HAROLD STACY NOT HERE
BUT YOU CAN REACH HIM AT
PARMLEE 4142 IN BAY CITY.

It was signed Ramsey. Dodd stared at the telephone number, scratching his head.

“That number sounds awfully familiar,” he said absently to himself. His head jerked up suddenly. “That’s my number! That’s the number of my office!”

“I beg your pardon?” said the mousy girl, watching him suspiciously.

“Never mind,” Dodd said, scowling at the telegram.

A telephone buzzed softly, and the mousy girl looked toward the clerks busy at the machines in the back of the office and then reached down and took the instrument from its shelf under the desk.

“Postal Union,” she said. “What? Who?... Oh, yes. He’s right here.” She pushed the telephone across the desk with an annoyed gesture. “It’s for you.”

Dodd picked up the receiver. “What do you want now?” he demanded.

But it wasn’t Meekins this time. It was a softly guttural voice that spoke very slowly, making a pause between words, but it was so indistinct that Dodd could hardly understand what it was saying.

“Is this Mr. William Dodd?”

“What?” said Dodd. “Oh, yeah. I’m Dodd. Who is speaking?”

“I can not give you my name yet, Mr. Dodd. Not until I talk to you personally. I am in trouble with the authorities. I wish to surrender myself, but I wish to make arrangements for my bail before I do so.”

“O.K.,” said Dodd. “I’ll have my man at the police station whenever you say.”

“No, no! You! I must talk to you personally about our arrangement. I wish to talk to you now. I am calling from a store just across the street from you. If you will step closer to the window, you can see me.”

The telephone had a long cord on it, and Dodd stepped toward the big plate glass window carrying the instrument with him. “Where are you?” he asked.

“Come just a little closer to the window, Mr.
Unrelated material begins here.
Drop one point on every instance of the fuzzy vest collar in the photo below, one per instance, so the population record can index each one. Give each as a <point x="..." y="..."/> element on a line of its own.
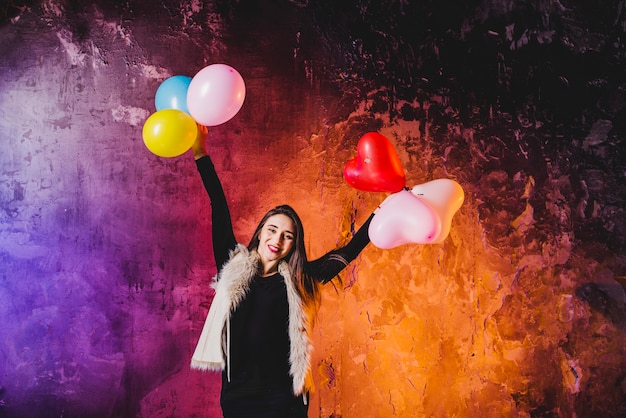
<point x="231" y="285"/>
Dodd.”

Dodd took another couple of steps. “I don’t see any store where you could be.”

“Just a little closer...”

Dodd dropped the telephone and fell flat on his face. “Get down!” he yelled at the mousy girl.

There was a series of light snaps, and the big piece of plate glass quivered and jumped and groaned in its frame. Bits of broken glass sang lethally through the air, and the flat, fluttering sound of revolver shots rattled faintly from the street outside. From the back of the office, a clerk yelled indignantly.

The silence seemed to stretch like a thin, taut thread. Finally Dodd turned over and looked up at the window. There were four ragged, starred holes through the thick glass, all in a line, just about on the level of Dodd’s chest, had he still been standing.